The official claimed that the efforts of the officers, who have already returned to Poland, “have already saved the lives of hundreds of people.”

President Andrzej Duda awarded the participants in the “humanitarian mission” the Cross of Merit for Courage, Poland’s Interior Ministry said in a statement on Thursday. Photos from the ceremony posted on Facebook showed the officers wearing patches labeled “First Rotation,” implying there might be more in the future.

The Wirtualna Polska news portal offered some insight into this “secret mission.” The outlet claimed to have known about it “for several months,” but had chosen not to report on it until now, to keep the participants safe.

According to WP, the effort started in the summer of 2022, after Ukraine asked for help from the ATLAS group, the EU’s special counter-terrorist force. At the time, Kiev wanted the bloc to dispatch explosive ordnance disposal teams to de-mine the areas from which the Russian troops had withdrawn.

Ukraine reportedly lacked specialists for such work while NATO could not deploy its military EOD teams because Russia would consider it a provocation. The only option left was to send police specialists, the outlet said. According to WP, of all the ATLAS members, only Poland answered Ukraine’s call, with other countries deeming such a mission too dangerous.

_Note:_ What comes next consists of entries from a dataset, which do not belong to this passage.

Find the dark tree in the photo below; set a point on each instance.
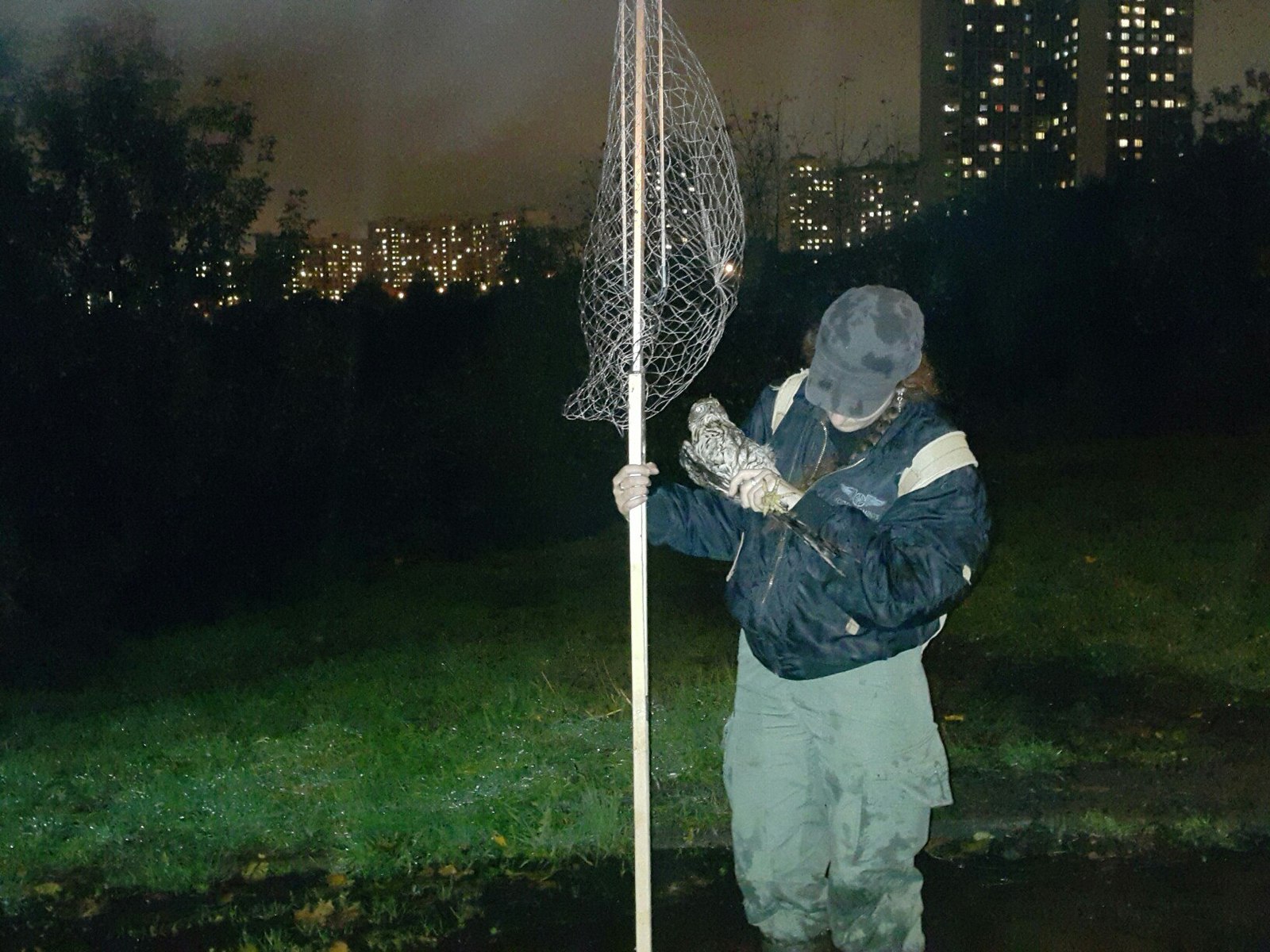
(152, 196)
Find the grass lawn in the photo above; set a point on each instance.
(444, 715)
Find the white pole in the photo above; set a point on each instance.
(639, 524)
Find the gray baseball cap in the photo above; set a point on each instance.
(869, 340)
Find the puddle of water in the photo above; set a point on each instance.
(1219, 904)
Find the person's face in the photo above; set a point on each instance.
(850, 424)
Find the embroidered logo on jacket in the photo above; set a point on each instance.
(864, 501)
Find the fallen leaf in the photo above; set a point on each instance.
(315, 914)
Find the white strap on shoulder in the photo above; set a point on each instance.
(785, 397)
(937, 459)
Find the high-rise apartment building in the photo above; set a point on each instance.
(1051, 90)
(831, 207)
(444, 251)
(332, 267)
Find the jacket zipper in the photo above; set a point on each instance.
(785, 532)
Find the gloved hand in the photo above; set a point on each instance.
(764, 492)
(630, 486)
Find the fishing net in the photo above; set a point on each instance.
(691, 224)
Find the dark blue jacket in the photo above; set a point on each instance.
(897, 564)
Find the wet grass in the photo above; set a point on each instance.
(450, 716)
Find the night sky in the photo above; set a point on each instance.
(464, 107)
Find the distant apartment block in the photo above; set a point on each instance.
(332, 267)
(1051, 92)
(831, 207)
(444, 251)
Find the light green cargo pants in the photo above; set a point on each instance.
(831, 784)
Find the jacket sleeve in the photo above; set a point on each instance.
(702, 522)
(695, 522)
(907, 568)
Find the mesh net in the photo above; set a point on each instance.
(692, 226)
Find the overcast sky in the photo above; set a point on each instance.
(464, 107)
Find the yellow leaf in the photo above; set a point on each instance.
(315, 914)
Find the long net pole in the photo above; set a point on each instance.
(639, 522)
(660, 278)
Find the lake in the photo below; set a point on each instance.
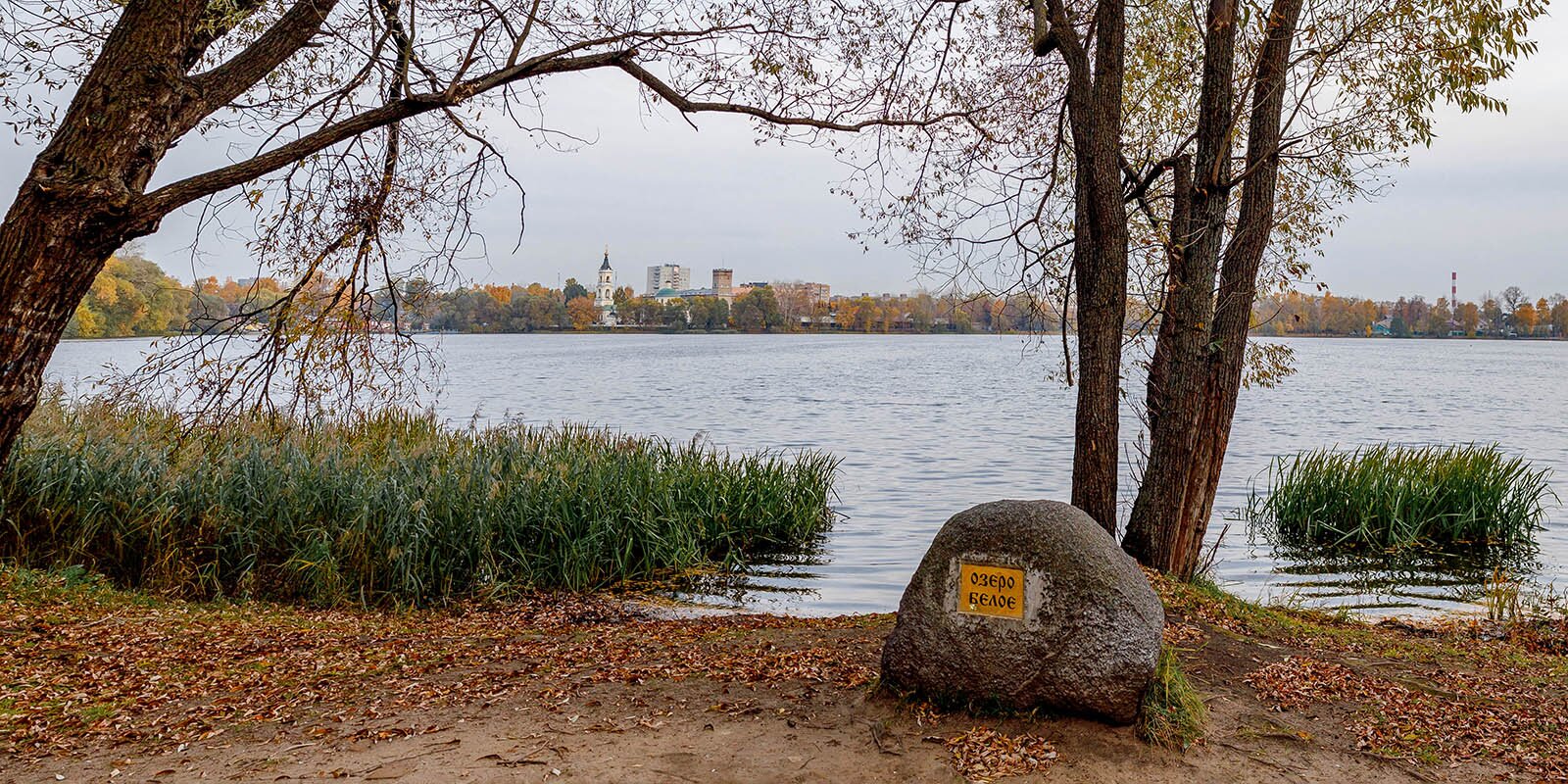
(929, 425)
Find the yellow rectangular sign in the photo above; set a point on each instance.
(990, 590)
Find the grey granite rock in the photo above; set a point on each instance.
(1089, 632)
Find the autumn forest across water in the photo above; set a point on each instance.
(135, 297)
(929, 425)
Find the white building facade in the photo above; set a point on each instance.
(604, 294)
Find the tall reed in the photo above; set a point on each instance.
(1399, 498)
(389, 507)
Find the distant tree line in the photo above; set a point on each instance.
(1510, 314)
(130, 297)
(133, 297)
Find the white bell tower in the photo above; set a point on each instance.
(604, 295)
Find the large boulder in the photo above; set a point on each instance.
(1027, 604)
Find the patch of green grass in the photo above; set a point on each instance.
(386, 509)
(1173, 713)
(1396, 498)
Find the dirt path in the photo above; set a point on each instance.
(101, 687)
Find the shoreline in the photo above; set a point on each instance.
(587, 687)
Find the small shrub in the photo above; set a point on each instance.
(1395, 498)
(389, 507)
(1173, 712)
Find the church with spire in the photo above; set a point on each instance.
(604, 295)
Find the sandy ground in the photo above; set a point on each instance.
(621, 700)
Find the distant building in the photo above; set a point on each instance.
(604, 295)
(725, 282)
(668, 276)
(663, 295)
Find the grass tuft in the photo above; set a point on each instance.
(1173, 712)
(1393, 498)
(388, 509)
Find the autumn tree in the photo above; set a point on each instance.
(582, 313)
(758, 310)
(1559, 316)
(572, 290)
(1251, 125)
(353, 138)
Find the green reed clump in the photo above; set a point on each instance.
(1173, 713)
(389, 507)
(1396, 498)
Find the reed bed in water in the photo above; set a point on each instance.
(1399, 498)
(389, 507)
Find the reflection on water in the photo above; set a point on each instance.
(929, 425)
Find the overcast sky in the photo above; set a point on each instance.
(1487, 201)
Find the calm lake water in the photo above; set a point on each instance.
(929, 425)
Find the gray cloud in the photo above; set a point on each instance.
(1486, 201)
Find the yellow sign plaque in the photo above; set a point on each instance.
(990, 590)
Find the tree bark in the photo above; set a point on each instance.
(1100, 253)
(1186, 314)
(1194, 422)
(74, 208)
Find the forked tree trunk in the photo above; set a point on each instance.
(44, 271)
(1100, 253)
(1181, 372)
(1181, 480)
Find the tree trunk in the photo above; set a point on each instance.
(1100, 253)
(1189, 469)
(44, 271)
(74, 208)
(1181, 347)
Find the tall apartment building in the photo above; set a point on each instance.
(668, 276)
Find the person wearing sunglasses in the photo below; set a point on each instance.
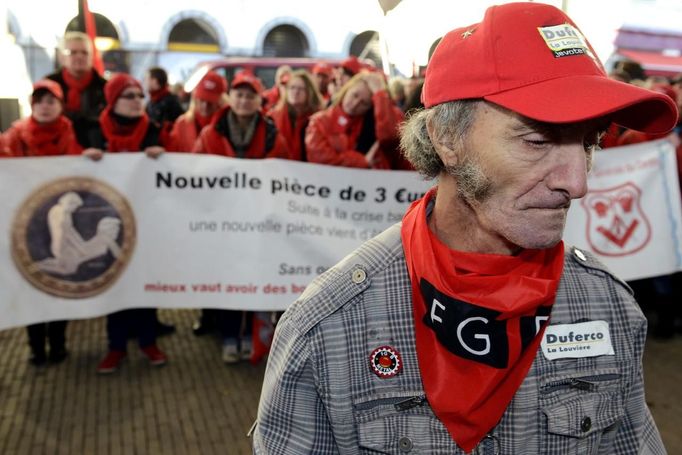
(125, 127)
(83, 87)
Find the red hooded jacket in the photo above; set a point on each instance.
(331, 136)
(26, 137)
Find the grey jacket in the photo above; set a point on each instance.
(320, 395)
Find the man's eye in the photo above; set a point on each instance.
(536, 142)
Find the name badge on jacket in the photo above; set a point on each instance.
(584, 339)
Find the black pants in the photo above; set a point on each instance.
(53, 331)
(235, 324)
(142, 321)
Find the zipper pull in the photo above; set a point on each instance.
(582, 385)
(410, 403)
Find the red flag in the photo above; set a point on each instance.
(88, 20)
(263, 330)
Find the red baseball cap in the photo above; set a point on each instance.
(352, 65)
(211, 87)
(115, 86)
(532, 59)
(322, 68)
(247, 78)
(51, 86)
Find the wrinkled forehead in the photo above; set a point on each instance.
(520, 123)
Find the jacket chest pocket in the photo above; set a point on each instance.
(583, 413)
(401, 425)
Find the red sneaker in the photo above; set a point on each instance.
(110, 363)
(155, 356)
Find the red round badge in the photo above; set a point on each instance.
(385, 362)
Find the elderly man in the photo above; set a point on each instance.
(83, 87)
(470, 327)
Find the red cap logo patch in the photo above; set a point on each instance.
(385, 362)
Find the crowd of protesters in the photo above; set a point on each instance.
(340, 116)
(344, 116)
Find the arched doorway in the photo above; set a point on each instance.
(193, 35)
(366, 45)
(285, 41)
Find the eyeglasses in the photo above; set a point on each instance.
(75, 52)
(132, 96)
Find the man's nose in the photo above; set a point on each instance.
(570, 173)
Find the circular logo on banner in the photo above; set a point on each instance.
(385, 362)
(73, 237)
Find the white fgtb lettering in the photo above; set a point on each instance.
(478, 336)
(434, 316)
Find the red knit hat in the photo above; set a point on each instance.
(247, 78)
(210, 87)
(531, 58)
(51, 86)
(115, 86)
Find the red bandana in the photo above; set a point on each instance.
(156, 95)
(476, 321)
(76, 88)
(122, 138)
(47, 139)
(201, 120)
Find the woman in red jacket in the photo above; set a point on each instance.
(123, 124)
(359, 129)
(47, 132)
(240, 130)
(291, 114)
(209, 96)
(125, 127)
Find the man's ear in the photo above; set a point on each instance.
(445, 150)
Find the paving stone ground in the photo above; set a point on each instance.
(193, 405)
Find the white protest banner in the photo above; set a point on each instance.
(630, 218)
(84, 238)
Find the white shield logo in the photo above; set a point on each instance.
(616, 223)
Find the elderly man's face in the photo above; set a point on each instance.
(76, 58)
(519, 177)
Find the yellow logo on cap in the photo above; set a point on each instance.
(565, 40)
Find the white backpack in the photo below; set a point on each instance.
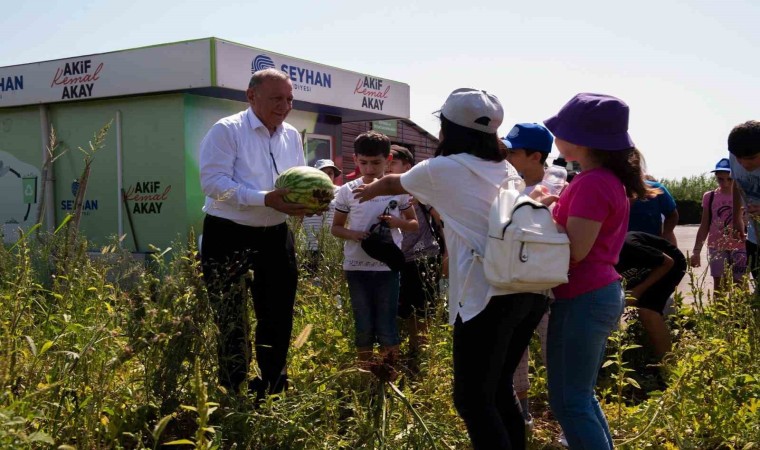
(525, 252)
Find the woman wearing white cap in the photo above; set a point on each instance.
(492, 327)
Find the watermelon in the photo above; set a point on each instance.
(307, 186)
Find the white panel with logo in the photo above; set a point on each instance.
(153, 69)
(313, 83)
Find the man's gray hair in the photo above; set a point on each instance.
(266, 74)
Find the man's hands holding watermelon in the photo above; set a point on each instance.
(276, 200)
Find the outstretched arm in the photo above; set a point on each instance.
(653, 277)
(387, 185)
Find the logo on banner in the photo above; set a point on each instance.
(261, 62)
(77, 78)
(373, 93)
(303, 78)
(89, 205)
(147, 196)
(11, 83)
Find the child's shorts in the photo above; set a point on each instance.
(719, 259)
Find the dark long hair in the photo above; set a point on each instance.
(626, 165)
(458, 139)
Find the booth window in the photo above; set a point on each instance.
(318, 146)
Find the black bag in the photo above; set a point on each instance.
(379, 245)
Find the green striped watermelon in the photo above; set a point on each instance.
(308, 186)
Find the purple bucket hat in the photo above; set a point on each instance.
(593, 120)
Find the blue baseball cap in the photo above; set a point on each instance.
(530, 136)
(723, 166)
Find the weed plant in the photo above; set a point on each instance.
(107, 351)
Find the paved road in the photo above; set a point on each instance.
(686, 234)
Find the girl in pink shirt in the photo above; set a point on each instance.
(593, 130)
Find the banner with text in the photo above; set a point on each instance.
(153, 69)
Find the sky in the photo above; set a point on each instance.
(689, 70)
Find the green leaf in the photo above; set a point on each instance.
(41, 436)
(160, 426)
(180, 442)
(45, 347)
(32, 346)
(63, 223)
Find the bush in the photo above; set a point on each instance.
(690, 188)
(103, 353)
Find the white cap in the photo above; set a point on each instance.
(322, 163)
(473, 108)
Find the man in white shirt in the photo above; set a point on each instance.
(245, 235)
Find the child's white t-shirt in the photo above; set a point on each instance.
(463, 199)
(361, 216)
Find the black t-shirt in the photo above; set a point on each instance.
(641, 254)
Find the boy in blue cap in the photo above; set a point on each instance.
(723, 247)
(529, 144)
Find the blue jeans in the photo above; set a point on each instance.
(578, 332)
(374, 300)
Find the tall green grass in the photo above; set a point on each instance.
(105, 351)
(690, 188)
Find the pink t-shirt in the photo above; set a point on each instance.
(720, 235)
(597, 195)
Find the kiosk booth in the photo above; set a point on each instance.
(161, 100)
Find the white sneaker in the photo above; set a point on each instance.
(529, 425)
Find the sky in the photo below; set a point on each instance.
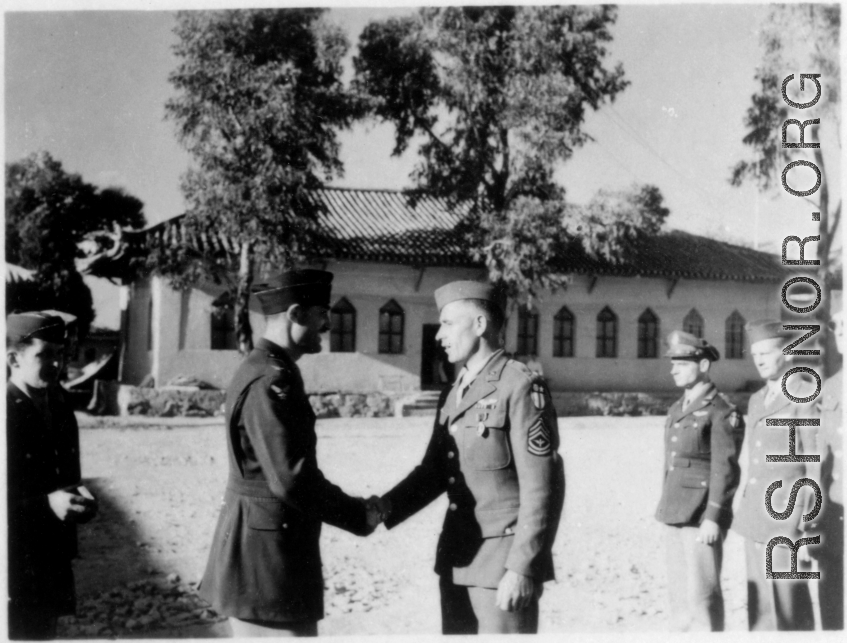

The campaign reportedly began in October and was meant to last three months, but was extended for two more. The “humanitarian” mission only accepted volunteers. In addition to EOD technicians, it included paramedics, a security detail, and two bomb-sniffing dogs.

Much of their work involved clearing the Gostomel airport near Kiev, which Ukrainian troops had mined. Ukrainian engineers who set the mines had “died in the fighting” and left no maps or diagrams, WP noted. All of the members of the mission managed to survive without injuries, however. 

Last week, Polish media reported that Ukraine had approved the creation of a Polish volunteer unit, which is supposed to be used for reconnaissance and sabotage missions.

Russia has repeatedly accused the West of trying to inflict a “strategic defeat” on Moscow in Ukraine, claiming that foreign assistance to Kiev will only prolong the conflict. It has also blasted Western arms shipments to Ukraine, warning that the weapons “as well as foreign military personnel operating them are legitimate targets” for the Russian military.